Some of the occupations were peculiar to Norwich, too.  I wonder how many of my readers, or their parents or grandparents, would have added a blue bag to the final rinse of their white wash?  Some of these young people worked as 'blue packers'.  There was also a strong concentration of basket makers and rush platters and, of course, all the variety of specialisms in the shoe industry.

I have finally realised the need for my fences to have posts, and I have defined a post as a second marriage (but not in the sense of one person's second marriage following the death of a former spouse).  I have decided that, when I'm already looking at someone who is only linked to me by marriage, then I will include him/her and their siblings, and possibly the siblings' spouses, but if I then have to invoke two marriages in order to define their relationship to me, then their children, however interesting, will not qualify.

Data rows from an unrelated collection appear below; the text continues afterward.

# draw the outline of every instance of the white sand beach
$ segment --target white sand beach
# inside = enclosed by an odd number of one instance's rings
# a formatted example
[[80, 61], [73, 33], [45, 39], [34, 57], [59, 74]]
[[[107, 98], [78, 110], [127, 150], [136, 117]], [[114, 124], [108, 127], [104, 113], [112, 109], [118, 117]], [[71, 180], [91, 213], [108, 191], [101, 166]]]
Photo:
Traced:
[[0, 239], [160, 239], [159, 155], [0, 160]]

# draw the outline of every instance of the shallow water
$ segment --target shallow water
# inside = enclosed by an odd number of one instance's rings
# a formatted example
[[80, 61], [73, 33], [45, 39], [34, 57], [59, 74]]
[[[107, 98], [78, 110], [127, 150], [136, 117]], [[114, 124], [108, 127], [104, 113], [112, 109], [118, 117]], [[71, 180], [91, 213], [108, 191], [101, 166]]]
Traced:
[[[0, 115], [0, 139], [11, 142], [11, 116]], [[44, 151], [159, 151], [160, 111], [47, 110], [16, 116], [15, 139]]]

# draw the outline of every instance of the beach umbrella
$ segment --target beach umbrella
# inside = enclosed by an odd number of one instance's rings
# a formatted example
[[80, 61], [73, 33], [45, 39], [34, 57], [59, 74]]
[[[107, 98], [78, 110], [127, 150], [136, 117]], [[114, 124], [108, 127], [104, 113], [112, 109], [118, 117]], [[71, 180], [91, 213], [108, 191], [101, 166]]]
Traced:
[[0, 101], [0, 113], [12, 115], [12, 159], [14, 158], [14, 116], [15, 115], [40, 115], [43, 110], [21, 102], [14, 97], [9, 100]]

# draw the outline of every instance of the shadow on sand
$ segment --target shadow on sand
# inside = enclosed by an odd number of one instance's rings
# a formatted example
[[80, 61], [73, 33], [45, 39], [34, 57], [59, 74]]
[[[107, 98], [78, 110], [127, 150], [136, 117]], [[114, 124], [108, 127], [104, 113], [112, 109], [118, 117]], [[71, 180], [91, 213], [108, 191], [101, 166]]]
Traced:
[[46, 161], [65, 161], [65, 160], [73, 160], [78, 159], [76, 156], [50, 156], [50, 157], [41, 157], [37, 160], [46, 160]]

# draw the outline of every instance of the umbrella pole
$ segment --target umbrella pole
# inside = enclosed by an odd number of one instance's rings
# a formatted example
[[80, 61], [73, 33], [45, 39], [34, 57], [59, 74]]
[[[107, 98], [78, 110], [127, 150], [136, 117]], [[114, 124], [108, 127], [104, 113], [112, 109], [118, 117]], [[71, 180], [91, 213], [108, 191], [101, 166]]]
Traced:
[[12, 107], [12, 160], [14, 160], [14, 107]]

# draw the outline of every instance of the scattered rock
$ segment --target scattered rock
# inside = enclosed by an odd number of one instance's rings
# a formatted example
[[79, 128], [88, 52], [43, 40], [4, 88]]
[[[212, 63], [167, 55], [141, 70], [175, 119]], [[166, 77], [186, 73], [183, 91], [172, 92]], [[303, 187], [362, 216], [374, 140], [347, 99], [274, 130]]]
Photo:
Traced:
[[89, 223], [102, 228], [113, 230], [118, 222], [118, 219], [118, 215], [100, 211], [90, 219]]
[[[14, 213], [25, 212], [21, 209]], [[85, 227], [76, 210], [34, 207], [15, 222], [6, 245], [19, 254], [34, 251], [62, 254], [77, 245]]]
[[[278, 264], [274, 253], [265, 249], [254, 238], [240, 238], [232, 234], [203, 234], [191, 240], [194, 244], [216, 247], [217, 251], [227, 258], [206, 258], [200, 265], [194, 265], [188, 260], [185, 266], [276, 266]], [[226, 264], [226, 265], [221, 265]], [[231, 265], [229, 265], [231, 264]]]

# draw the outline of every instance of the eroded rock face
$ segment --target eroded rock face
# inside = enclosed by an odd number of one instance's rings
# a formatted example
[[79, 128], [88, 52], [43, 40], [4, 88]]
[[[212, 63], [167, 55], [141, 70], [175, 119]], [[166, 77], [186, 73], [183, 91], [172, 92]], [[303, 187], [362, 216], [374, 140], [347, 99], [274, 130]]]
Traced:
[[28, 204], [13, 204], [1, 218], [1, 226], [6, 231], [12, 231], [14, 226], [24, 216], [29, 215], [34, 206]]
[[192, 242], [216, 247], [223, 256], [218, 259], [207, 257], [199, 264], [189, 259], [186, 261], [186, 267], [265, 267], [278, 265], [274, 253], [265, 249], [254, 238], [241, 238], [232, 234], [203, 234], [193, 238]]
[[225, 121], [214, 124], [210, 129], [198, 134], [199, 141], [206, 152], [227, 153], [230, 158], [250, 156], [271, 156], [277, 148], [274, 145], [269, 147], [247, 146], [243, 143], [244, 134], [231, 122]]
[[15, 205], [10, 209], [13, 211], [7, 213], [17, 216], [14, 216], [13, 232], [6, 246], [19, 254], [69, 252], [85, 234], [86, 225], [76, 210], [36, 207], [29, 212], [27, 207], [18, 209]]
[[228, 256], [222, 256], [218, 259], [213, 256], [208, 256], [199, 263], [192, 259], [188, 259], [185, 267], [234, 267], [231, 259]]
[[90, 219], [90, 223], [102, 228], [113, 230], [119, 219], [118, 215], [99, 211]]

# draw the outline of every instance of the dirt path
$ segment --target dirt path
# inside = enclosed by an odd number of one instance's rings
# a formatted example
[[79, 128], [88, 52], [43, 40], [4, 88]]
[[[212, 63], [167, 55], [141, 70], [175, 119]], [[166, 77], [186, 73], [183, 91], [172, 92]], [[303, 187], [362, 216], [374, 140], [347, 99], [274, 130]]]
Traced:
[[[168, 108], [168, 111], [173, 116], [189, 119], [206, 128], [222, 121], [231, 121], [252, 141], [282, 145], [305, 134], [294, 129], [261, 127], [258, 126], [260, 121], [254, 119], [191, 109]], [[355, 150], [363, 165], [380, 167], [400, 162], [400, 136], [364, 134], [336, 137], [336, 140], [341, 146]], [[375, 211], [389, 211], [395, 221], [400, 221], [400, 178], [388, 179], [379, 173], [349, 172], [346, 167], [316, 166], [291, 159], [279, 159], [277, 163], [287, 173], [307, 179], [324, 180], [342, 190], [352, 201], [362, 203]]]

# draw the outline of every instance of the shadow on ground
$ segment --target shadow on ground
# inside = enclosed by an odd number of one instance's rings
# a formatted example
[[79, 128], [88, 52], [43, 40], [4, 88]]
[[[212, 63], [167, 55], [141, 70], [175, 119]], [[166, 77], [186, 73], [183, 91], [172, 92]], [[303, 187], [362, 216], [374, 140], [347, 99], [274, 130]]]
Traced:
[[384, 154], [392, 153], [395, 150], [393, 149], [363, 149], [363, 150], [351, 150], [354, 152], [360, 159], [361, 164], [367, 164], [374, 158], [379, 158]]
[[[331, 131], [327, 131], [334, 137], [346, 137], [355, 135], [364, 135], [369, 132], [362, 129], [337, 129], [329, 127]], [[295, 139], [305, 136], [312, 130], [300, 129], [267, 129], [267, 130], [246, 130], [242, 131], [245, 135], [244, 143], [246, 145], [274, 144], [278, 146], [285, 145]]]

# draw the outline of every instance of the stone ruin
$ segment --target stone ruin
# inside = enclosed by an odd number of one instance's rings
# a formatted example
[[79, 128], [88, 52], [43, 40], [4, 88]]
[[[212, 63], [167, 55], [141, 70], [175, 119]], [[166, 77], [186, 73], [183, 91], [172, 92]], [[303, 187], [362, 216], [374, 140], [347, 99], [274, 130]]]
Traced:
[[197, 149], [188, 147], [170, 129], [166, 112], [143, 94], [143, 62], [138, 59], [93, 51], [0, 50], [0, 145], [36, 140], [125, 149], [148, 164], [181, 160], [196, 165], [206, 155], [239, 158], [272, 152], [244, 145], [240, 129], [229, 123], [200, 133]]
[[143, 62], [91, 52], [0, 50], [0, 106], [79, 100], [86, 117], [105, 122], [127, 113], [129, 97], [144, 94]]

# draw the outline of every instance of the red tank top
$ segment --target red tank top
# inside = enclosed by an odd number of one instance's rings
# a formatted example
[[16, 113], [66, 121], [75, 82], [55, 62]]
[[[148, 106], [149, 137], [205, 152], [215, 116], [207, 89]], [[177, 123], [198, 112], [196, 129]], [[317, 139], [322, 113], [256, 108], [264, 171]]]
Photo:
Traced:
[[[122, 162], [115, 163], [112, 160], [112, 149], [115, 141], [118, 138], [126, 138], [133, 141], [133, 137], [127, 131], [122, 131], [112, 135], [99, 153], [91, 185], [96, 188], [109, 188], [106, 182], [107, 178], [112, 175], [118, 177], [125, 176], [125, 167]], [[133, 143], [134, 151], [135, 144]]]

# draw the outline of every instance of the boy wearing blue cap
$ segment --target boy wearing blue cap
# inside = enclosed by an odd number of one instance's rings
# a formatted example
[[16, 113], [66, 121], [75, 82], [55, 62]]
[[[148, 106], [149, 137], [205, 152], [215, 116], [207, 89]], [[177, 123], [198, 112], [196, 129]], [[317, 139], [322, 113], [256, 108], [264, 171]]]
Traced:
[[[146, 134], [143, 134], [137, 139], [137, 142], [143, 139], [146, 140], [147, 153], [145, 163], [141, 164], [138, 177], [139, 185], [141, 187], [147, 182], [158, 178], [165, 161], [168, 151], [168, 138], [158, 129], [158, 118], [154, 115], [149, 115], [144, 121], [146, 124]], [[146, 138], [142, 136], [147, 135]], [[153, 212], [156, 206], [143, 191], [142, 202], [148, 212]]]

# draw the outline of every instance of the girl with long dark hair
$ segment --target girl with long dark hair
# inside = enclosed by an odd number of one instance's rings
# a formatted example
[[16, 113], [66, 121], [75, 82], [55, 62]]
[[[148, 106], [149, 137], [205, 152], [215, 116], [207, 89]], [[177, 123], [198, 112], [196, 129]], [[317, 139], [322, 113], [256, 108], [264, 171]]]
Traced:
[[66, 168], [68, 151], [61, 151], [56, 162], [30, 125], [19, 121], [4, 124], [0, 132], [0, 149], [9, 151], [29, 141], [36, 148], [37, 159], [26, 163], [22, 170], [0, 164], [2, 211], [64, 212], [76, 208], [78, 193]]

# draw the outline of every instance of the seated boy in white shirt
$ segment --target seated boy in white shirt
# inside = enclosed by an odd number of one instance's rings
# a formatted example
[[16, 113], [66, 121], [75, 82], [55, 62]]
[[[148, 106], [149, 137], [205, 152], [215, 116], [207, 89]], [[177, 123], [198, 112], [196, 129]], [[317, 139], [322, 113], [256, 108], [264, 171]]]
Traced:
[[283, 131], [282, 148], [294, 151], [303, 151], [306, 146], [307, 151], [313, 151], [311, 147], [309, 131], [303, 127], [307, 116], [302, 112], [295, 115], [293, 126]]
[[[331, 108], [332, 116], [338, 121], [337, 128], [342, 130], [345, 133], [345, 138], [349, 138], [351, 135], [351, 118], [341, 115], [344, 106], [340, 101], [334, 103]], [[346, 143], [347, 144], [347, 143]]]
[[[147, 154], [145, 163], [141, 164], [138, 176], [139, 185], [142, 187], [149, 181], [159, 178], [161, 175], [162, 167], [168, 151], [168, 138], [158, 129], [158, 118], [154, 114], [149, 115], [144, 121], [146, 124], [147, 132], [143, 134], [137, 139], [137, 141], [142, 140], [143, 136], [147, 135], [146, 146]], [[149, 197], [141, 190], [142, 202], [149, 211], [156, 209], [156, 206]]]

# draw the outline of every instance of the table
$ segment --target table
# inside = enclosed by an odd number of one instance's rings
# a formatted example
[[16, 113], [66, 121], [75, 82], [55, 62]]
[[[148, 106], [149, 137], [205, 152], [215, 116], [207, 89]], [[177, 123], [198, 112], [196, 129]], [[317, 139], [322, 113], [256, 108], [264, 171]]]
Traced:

I take this decision just in time to prevent my having to delve any deeper into a mystery relating to the family of Amelia Scarles, the wife of Henry Kent's youngest brother.  She appears to have had two sisters named Elizabeth and Eliza.  Eliza died at the age of eighteen months, and Elizabeth married in 1884 and died soon after.  Her widower was living with the family as 'son-in-law' in the 1891 census.  But Elizabeth appears in the same census with a husband she married in 1883, and with five children, whose birth registration indicates that their mother Elizabeth had the same surname as Amelia!

Some people are better left beyond the pale!